When you don't have self-esteem you will hesitate before you do anything in your life. You will hesitate to go for the job you really wanna go for, you will hesitate to ask for a raise, you will hesitate to call yourself an American, you will hesitate to report a rape, you will hesitate to defend yourself when you are discriminated against because of your race, your sexuality, your size, your gender. You will hesitate to vote, you will hesitate to dream. For us to have self-esteem is truly an act of revolution and our revolution is long overdue.”
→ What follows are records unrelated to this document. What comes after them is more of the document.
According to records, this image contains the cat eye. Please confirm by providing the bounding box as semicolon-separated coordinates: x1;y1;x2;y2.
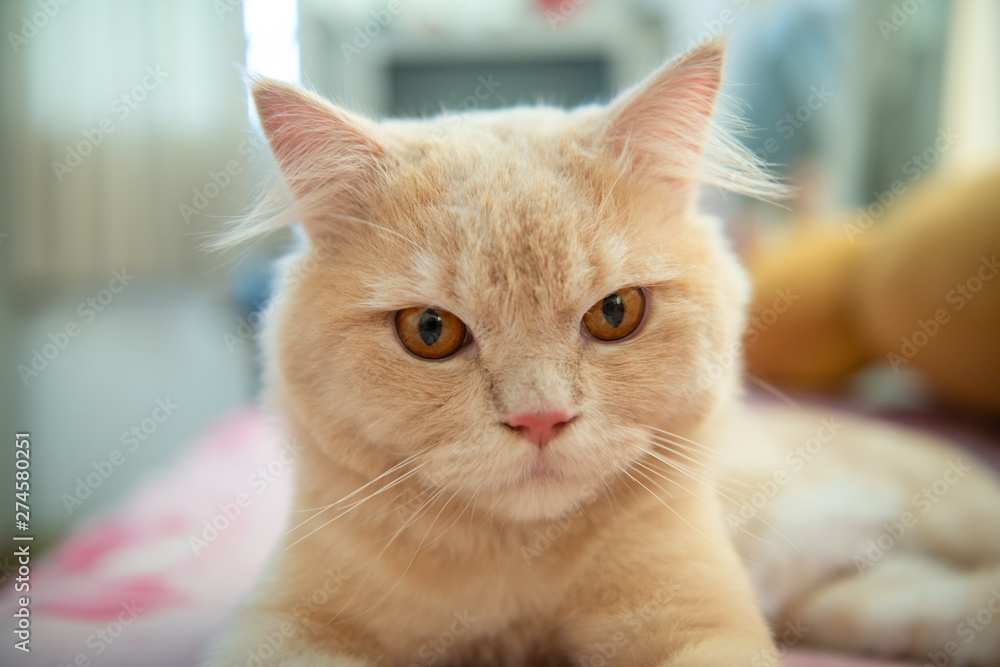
583;287;646;342
395;307;468;360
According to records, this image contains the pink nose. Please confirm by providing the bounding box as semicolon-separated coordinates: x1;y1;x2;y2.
507;411;573;448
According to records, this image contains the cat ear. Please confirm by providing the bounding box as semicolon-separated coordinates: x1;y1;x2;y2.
251;78;387;219
603;41;724;184
601;41;780;199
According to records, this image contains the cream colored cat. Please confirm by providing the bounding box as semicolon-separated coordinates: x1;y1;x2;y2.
204;42;1000;666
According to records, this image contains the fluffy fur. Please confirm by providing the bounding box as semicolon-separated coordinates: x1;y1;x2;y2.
204;42;1000;666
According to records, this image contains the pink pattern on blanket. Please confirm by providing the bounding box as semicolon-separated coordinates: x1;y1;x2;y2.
52;513;193;578
0;410;293;667
37;575;185;619
53;522;138;575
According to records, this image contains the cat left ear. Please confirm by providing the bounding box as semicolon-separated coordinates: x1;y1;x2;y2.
603;41;724;185
251;78;388;232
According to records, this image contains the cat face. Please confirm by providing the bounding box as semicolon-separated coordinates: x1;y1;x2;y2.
248;43;772;521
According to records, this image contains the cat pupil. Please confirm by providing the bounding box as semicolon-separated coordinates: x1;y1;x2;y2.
418;309;443;346
602;294;625;328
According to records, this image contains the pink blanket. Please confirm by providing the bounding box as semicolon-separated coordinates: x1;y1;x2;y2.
0;411;914;666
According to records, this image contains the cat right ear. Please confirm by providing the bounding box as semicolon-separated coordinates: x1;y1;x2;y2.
603;41;724;176
601;41;783;201
251;78;388;225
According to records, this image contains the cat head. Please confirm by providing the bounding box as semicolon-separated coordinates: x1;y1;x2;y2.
239;41;778;522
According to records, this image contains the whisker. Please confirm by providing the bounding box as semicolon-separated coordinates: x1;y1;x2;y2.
641;424;744;466
331;486;449;623
632;458;793;550
746;374;803;411
466;489;479;538
427;488;478;548
495;514;508;579
629;457;684;495
641;427;757;494
603;452;757;565
288;450;426;516
288;464;425;539
598;474;625;521
285;450;428;533
645;437;752;492
308;480;434;571
633;447;798;551
645;435;744;477
375;486;466;604
283;465;426;550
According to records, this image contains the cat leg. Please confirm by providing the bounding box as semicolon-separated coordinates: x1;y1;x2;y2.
568;597;778;667
562;507;778;666
782;554;1000;666
731;405;1000;665
777;430;1000;665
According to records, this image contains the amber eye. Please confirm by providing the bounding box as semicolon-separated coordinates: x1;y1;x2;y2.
583;287;646;342
395;307;468;360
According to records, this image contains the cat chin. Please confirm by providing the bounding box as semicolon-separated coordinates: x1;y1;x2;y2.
484;478;596;523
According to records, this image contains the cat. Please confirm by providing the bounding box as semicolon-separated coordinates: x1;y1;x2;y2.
203;40;1000;666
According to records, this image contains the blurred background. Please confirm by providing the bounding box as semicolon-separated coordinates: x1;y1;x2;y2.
0;0;998;564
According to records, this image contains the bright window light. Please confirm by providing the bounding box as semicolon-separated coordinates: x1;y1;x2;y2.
242;0;301;122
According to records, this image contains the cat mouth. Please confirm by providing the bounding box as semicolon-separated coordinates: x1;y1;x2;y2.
517;456;562;485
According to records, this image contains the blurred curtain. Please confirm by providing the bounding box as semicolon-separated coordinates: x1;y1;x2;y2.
940;0;1000;174
0;0;250;293
847;0;951;206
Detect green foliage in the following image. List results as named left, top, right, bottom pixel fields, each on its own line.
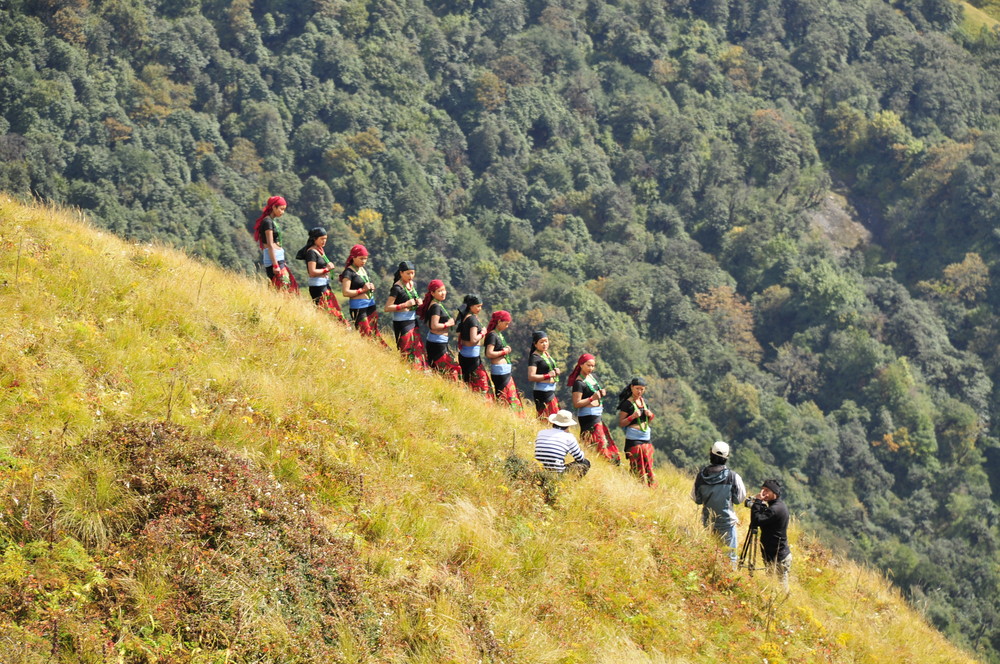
left=3, top=0, right=1000, bottom=657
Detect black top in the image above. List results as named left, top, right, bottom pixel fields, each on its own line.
left=750, top=498, right=791, bottom=562
left=339, top=266, right=367, bottom=289
left=259, top=217, right=281, bottom=246
left=425, top=301, right=450, bottom=326
left=531, top=351, right=556, bottom=376
left=304, top=247, right=330, bottom=268
left=484, top=331, right=507, bottom=353
left=618, top=400, right=650, bottom=428
left=389, top=283, right=419, bottom=308
left=573, top=377, right=597, bottom=399
left=458, top=314, right=481, bottom=343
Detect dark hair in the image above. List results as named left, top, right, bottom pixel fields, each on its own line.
left=616, top=377, right=647, bottom=408
left=295, top=227, right=328, bottom=261
left=529, top=330, right=547, bottom=360
left=393, top=260, right=416, bottom=282
left=762, top=479, right=782, bottom=497
left=457, top=293, right=482, bottom=321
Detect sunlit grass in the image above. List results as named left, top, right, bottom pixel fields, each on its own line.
left=959, top=0, right=1000, bottom=35
left=0, top=195, right=982, bottom=662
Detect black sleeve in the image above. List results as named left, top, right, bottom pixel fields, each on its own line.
left=619, top=400, right=636, bottom=415
left=750, top=501, right=788, bottom=529
left=388, top=284, right=405, bottom=302
left=531, top=352, right=545, bottom=372
left=429, top=302, right=449, bottom=324
left=573, top=379, right=589, bottom=396
left=339, top=267, right=364, bottom=288
left=485, top=331, right=499, bottom=350
left=459, top=315, right=479, bottom=341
I’ve been trying to write about the complicated relationship I (and many people) have with body image, self-love, healing, and transformation.  You see, if there is anything I profess as a Christian, it is that Christ offers deliverance from bondage and transformation into new life.  Yet this is something I have struggled to embrace all my life.
 
My awareness of this has never waned but it has been heightened in the past few years because I’ve watched my wife lose about 100 pounds and experience a transformation from carrying body fat as a shield to loving every ounce of herself as an expression of her life.  I envy her experience.  I wish I too could experience that. (I do not want to oversimplify her experience as I know she still struggles every day.  Nevertheless, she has accomplished a great deal of growth and transformation.)
 
Another reason my struggle to embrace my body and experience healing has been especially obvious as of late is that I’ve grown increasingly defensive for my wife.  As she lost weight, people would walk up to her and in all good nature tell her, “you look so good” and “you look beautiful.”  While I recognize that they mean to be encouraging and supportive, the unspoken message of “you weren’t beautiful of good enough before” remains. 
 
My blood boils for her, me, and all who struggle with body image when this happens.  The common experience that my wife and I share is that of using our bodies as a shield of protection.  In similar ways, we have dieted for acceptance, eaten to push away pain, and loathed our bodies for all they pain and struggle they represent.  I still do. 
 
But she doesn’t.  She has finally found the combination of space, support, and love to look at her body one ounce at a time and love the way it has been a protector for her, grieve the past, and transform it into a new creation.  It’s been so beautiful to watch.  Truly, there aren’t words for how life filled and hope giving her journey has been and it’s not over yet.  I am grateful and honored to be a witness and sharer in this journey.
 
But where does all this leave me?  I still find myself in the despair of pain from a childhood that should have destroyed me, depression that won’t stop haunting me, and a body so full of scars seen and unseen that I can barely stand to look at it on most days.  I want what my wife has.  I want that deliverance and transformation that I so deeply believe Christ offers.  Yet, I’ve never experienced that combination of emotional space, physical energy, and external support that it takes to sustain such a life changing, transformation.  Will I ever?  I don’t know but I hope so.